Frankfurts Vizepolizeichef Wolfgang Daschner hat die Anweisung gegeben, dem Entführer Gewalt anzudrohen. Vertuschen wollte er den Vorgang sicher nicht

FRANKFURT/M. taz ■ Der stellvertretende Polizeipräsident der Stadt Frankfurt am Main, Wolfgang Daschner, ist ein erfahrener Polizist, und ein bei den Kollegen beliebter dazu. Der 59 Jahre alte zweite Mann hinter Polizeipräsident Harald Weiss-Bollandt diente sich in dreißig Jahren als Polizist kontinuierlich hoch: vom uniformierten Streifenbeamten über den „Kriminalen“ bis hin zum Vize im neuen Polizeipräsidium im Stadtteil Dornbusch.

Der Bau gleicht einer mittelalterlichen Trutzburg. Und seit dem Umzug der 2.000 Polizisten Ende 2002 vom alten Präsidium in Hauptbahnhofsnähe in den klotzigen Neubau dringen tatsächlich kaum noch Nachrichten über Skandale oder Personalia durch die dicken Betonmauern nach draußen. Harte Zeiten also vor allem für die Boulevardpresse, die früher dort gern den ihr willig servierten Informationsrahm abschöpfte.

Polizeipräsident Weiss-Bollandt und sein Vize Daschner halten bislang fest die Daumen auf die undichte(n) Stelle(n) im Präsidium. Und so muss sich auch die Presse im aktuellen Konfliktfall auf die Fakten konzentrieren: auf die auf Anordnung von Daschner von einem ihm untergebenen Kriminalbeamten angeblich mit Gewaltandrohung erpresste Aussage des mutmaßlichen Mörders und Erpressers Magnus Gäfgen.

Die sind dürftig, aber eindeutig. Und ein Skandal ist auch nicht in Sicht. Denn vertuschen wollte Daschner die Vorgänge vom 1. Oktober 2002 im Polizeipräsidium im Zuge der Ermittlungen im Entführungsfall Jakob von Metzler ganz sicher nicht. Er fertigte sogar einen Aktenvermerk darüber an, der anschließend dem Polizeipräsidenten zur Ansicht vorgelegt wurde.

In diesem Aktenvermerk beruft sich Daschner auf einen „Notstand“, weil er zu diesem Zeitpunkt glaubte, der damals elfjährige Jakob lebe noch.
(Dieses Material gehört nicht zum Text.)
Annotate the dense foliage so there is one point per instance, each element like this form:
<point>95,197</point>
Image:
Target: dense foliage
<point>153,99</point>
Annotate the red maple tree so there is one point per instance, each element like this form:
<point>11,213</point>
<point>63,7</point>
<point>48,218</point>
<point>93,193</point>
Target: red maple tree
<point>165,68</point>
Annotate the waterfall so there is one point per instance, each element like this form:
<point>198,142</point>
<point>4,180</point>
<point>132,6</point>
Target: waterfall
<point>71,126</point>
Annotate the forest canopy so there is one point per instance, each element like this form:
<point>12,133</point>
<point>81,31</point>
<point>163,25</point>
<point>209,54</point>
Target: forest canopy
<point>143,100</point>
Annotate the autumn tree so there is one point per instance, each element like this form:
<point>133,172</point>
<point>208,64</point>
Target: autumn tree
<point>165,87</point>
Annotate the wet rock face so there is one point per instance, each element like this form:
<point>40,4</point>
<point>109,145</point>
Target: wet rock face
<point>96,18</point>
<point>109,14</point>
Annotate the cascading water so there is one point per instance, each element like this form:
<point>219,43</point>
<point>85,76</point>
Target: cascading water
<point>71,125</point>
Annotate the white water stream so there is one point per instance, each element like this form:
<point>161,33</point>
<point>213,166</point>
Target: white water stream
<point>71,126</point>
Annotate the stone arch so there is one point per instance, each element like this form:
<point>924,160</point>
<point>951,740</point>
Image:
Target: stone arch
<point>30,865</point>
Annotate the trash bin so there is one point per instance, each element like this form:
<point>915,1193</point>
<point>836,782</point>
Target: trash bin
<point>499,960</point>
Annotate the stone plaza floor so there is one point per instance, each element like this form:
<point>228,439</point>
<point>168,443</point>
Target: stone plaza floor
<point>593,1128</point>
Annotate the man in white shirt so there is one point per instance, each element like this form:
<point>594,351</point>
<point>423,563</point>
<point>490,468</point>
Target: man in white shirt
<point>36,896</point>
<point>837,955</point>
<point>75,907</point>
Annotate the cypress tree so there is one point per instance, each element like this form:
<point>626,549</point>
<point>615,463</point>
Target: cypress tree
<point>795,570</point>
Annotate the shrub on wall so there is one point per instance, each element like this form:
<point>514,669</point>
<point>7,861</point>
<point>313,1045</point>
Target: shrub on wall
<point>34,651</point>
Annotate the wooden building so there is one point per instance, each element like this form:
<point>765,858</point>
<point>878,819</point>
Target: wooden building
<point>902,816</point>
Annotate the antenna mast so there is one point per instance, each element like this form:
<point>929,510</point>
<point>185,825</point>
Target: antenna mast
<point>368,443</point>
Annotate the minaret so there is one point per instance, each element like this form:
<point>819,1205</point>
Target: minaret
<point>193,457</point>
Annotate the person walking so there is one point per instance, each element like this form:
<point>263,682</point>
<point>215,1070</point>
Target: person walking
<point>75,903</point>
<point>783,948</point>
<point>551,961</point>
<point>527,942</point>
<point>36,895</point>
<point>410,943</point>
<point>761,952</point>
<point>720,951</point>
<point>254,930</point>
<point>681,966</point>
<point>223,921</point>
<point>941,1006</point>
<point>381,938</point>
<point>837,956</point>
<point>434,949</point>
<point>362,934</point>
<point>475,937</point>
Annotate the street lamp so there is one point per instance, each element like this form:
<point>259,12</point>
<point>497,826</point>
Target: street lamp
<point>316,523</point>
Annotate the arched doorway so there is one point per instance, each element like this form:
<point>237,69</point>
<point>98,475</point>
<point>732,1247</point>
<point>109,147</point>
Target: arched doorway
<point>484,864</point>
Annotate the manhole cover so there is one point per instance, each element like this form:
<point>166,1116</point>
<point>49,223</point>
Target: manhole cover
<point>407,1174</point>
Und um dieses Leben zu retten, habe er versucht, den mutmaßlichen Entführer durch die Androhung von Gewalt zu einer Aussage über den konkreten Aufenthaltsort des Jungen zu veranlassen. Seine Offenheit – der Aktenvermerk – könnte ihm jetzt zum Verhängnis werden. Auf diesen jedenfalls stützt sich der Anfangsverdacht der Staatsanwaltschaft gegen Daschner wegen „Aussageerpressung“.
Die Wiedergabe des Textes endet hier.